We have a cluster deployment of Milvus on the k8s and our dataset sizes are of the order of a 150 million. The querynodes are distributed across 16 replicas with 40G of memory each. The current bottleneck for us in the partition load times and we exploring ways to improve the load times. We were referring to https://milvus.io/docs/chunk_cache.md and tried setting this up in our deployment. However, we do not see any noticeable improvements in the load times and from the logs, there is not indication that the chunk cache is being loaded. There are a couple of questions we have in this area:
Is chunk caching supposed to speed up partition load times in general or does it only come into play during vector search? How to verify if chunk cache is working as expected?
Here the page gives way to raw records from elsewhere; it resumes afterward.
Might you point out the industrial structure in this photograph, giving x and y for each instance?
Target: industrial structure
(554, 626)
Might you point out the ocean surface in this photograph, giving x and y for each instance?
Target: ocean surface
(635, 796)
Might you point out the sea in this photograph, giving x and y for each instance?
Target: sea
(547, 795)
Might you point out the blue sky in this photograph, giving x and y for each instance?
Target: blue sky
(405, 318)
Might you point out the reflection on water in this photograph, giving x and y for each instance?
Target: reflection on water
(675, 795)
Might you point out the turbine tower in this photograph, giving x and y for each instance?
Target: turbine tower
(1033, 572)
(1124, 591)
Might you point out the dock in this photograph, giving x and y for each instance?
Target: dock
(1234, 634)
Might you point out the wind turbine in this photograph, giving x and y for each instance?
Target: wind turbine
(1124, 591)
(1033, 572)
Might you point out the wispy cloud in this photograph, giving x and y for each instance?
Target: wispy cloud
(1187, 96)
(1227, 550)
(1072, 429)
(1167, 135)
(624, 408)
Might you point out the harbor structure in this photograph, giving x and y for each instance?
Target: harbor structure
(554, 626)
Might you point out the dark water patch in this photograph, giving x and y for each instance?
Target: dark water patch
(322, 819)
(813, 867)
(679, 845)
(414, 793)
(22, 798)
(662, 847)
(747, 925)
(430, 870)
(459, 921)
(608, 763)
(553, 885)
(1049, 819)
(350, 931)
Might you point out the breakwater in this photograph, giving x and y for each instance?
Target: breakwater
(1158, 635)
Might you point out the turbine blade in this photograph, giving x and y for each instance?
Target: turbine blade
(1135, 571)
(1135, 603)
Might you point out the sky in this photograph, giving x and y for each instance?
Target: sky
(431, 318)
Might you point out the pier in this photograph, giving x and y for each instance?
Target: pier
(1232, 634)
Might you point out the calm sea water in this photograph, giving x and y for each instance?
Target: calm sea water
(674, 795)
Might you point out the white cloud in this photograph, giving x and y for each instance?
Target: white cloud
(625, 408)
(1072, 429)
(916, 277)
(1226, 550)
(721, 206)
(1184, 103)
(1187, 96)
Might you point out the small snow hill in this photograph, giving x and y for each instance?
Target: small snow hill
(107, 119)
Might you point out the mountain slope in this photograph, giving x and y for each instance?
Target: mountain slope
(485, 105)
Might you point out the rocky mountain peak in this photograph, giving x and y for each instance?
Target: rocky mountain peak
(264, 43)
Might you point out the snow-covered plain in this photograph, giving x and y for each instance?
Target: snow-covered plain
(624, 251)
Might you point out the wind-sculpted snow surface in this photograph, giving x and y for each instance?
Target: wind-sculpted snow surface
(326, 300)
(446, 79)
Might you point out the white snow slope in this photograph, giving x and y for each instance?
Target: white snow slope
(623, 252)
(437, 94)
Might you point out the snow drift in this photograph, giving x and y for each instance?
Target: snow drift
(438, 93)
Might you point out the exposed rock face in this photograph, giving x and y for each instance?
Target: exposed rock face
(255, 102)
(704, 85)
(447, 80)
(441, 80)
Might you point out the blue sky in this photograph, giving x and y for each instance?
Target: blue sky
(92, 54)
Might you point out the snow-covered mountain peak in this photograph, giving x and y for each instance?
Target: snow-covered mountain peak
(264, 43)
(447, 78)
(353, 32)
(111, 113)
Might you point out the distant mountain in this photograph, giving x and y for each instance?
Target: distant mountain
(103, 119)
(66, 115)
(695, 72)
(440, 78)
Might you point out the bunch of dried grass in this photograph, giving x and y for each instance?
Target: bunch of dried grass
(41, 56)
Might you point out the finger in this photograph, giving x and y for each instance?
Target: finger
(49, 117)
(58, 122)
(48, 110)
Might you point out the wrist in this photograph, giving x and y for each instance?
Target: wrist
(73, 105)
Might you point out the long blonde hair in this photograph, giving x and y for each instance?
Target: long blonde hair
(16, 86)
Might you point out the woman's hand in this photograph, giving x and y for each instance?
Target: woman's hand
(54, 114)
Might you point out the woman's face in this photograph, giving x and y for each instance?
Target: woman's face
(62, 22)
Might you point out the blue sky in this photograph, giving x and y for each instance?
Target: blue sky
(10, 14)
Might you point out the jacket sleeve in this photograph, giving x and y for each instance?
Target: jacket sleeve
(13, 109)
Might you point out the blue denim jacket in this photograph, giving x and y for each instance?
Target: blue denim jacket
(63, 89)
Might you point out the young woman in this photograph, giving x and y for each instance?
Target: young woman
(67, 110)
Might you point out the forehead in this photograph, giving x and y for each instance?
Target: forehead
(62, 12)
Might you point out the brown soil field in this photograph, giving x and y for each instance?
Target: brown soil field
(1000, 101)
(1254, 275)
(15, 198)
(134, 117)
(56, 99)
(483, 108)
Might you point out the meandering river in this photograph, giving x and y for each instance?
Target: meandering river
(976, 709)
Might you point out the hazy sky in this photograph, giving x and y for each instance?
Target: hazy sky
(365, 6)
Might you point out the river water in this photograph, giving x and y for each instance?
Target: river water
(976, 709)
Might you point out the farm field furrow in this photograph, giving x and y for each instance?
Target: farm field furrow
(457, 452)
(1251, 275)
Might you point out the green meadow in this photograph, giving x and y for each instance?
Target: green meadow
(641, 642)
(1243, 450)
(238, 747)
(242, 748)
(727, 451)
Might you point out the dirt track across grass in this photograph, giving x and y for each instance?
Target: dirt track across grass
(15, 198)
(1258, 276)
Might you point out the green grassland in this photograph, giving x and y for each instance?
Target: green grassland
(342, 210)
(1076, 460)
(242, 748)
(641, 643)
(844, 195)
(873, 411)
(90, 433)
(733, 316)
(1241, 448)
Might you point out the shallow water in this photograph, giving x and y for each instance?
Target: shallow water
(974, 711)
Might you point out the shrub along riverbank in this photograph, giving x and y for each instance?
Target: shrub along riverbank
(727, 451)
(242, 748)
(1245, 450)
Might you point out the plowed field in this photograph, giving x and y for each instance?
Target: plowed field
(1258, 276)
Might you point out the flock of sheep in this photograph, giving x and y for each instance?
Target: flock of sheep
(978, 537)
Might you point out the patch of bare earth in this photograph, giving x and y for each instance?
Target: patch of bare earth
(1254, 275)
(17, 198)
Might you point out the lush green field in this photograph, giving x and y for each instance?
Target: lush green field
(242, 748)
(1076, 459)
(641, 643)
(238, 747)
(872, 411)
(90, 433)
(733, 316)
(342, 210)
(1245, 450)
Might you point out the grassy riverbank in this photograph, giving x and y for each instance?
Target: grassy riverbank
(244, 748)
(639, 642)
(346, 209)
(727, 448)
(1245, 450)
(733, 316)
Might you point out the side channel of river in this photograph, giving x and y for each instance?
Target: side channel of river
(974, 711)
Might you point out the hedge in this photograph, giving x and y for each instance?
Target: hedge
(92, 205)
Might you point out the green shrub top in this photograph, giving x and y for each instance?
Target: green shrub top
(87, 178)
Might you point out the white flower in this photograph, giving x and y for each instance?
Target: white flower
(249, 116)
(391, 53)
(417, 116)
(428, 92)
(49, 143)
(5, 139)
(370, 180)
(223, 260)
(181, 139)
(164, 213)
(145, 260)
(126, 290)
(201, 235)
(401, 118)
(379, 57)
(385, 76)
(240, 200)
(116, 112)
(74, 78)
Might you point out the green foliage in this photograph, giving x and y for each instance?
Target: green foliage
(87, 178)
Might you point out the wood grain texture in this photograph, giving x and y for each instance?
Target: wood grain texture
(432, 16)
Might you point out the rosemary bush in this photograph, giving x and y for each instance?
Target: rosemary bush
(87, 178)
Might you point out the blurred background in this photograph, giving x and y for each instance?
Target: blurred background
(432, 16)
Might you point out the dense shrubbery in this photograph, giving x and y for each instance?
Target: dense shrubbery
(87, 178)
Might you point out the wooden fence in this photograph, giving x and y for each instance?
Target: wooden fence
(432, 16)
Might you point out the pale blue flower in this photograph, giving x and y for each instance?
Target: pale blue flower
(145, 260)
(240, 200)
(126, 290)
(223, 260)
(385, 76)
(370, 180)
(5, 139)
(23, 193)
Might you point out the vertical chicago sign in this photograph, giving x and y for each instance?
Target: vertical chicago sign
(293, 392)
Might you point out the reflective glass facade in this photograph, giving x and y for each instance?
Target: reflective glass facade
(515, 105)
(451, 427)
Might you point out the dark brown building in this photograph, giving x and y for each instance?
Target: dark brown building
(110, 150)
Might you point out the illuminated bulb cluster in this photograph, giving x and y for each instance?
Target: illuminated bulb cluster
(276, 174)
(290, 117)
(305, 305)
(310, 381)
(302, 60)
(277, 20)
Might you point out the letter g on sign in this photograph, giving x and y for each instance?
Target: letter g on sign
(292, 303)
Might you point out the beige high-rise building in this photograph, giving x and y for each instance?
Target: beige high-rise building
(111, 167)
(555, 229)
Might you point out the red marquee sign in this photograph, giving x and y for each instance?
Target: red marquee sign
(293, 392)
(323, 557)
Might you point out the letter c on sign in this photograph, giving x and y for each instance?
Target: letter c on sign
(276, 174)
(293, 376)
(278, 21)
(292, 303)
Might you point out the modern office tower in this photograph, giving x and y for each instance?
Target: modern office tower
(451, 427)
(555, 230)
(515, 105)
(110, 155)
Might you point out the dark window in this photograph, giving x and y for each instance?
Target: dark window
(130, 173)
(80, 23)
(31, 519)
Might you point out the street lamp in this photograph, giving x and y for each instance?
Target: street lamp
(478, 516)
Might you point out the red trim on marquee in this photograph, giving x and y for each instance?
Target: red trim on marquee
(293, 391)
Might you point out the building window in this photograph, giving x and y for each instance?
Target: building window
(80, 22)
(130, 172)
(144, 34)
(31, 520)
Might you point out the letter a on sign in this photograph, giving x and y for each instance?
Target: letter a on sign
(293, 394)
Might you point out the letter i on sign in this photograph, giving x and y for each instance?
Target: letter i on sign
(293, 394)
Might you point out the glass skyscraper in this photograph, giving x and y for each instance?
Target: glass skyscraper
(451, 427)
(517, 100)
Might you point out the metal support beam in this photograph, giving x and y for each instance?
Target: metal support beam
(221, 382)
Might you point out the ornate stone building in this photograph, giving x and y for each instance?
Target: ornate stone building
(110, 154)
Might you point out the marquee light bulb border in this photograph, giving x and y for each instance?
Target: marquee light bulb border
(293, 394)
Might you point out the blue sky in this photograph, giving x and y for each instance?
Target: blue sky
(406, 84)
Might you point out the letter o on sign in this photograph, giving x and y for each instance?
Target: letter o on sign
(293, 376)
Is the cache stored in the local storage of the querynodes under the localStorage directory which in our case happens to be /var/lib/milvus/data which is currently empty? Which grafana panel can be used as an indication of checking the cache? Which logs should specifically indicate that chunk cache is working? The user.yaml file on the query nodes have the below configuration in them:
> kubectl exec -it qa-milvus-querynode -- cat /milvus/configs/user.yaml
Defaulted container "querynode" out of: querynode, config (init)
common:
security:
authorizationEnabled: true
proxy:
maxUserNum: 500
maxRoleNum: 100
queryNode:
cache:
enabled: true
warmup: async